Acacia ophiolithica is a shrub of the genus Acacia and the subgenus Plurinerves where it is endemic to a small area along the south west coast of Australia.

==Description==
The dense rounded shrub typically grows to a height of 0.3 to 2 m and has glabrous branchlets that are scarred with raised stem-projections for fallen phyllodes. Like most species of Acacia it has phyllodes rather than true leaves, The slender, straight, glabrous and evergreen phyllodes are ascending to erect but are quite congested. The phyllodes are 1.5 to 4.5 cm in length and have a diameter of 0.7 to 1 mm and have four to eight indistinct nerves. It blooms from August to October and produces yellow flowers.

==Taxonomy==
The species was first formally described by the botanists Richard Sumner Cowan and Bruce Maslin in 1995 as a part of the work Acacia Miscellany. Five groups of microneurous species of Acacia (Leguminosae: Mimosoideae: section Plurinerves), mostly from Western Australia as published in the journal Nuytsia. It was reclassified as Racosperma ophiolithicum by Leslie Pedley in 2003 then transferred back to genus Acacia in 2014.

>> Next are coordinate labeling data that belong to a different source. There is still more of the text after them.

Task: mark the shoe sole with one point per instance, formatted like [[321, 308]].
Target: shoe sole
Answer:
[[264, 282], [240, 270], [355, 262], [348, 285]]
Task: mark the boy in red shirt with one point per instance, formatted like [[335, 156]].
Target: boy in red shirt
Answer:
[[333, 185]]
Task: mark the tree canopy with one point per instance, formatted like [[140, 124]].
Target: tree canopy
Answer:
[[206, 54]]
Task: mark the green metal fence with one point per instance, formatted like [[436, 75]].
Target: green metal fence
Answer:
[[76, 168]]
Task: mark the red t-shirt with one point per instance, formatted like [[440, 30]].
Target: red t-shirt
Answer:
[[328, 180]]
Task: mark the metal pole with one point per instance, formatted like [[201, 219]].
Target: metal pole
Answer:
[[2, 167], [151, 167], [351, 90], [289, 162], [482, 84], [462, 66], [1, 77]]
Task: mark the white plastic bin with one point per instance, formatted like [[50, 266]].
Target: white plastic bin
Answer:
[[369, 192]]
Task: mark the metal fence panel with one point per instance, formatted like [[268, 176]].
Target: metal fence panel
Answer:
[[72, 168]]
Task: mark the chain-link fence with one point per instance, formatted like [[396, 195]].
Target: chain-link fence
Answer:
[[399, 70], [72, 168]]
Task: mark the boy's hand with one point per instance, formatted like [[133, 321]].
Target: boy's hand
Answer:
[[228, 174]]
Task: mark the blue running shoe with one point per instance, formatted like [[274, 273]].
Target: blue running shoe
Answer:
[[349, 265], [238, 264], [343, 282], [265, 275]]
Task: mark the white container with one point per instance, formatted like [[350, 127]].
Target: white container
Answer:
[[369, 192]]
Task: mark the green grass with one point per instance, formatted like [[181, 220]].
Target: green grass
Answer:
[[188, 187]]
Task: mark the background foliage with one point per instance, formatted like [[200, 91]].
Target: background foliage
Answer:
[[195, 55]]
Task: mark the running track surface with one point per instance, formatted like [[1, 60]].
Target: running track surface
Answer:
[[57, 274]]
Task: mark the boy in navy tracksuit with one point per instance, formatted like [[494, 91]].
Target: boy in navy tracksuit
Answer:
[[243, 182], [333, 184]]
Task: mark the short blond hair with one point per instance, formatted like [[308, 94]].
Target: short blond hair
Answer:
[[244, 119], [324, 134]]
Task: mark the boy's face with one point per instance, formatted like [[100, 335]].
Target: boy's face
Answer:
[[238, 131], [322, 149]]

The species belong to the Acacia fragilis group but is most closely related to Acacia uncinella with which it is often confused with.
==Distribution==
It is native to an area along the south coast of the Goldfields-Esperance region of Western Australia where it is commonly situated along river banks and in rocky areas growing in loamy or clay-loam soils. The plant has a limited range but is common in the area it is found around the Jerdacuttup River to the east of the town of Ravensthorpe where it is commonly a part of mallee Eucalyptus communities but also forms dense stands.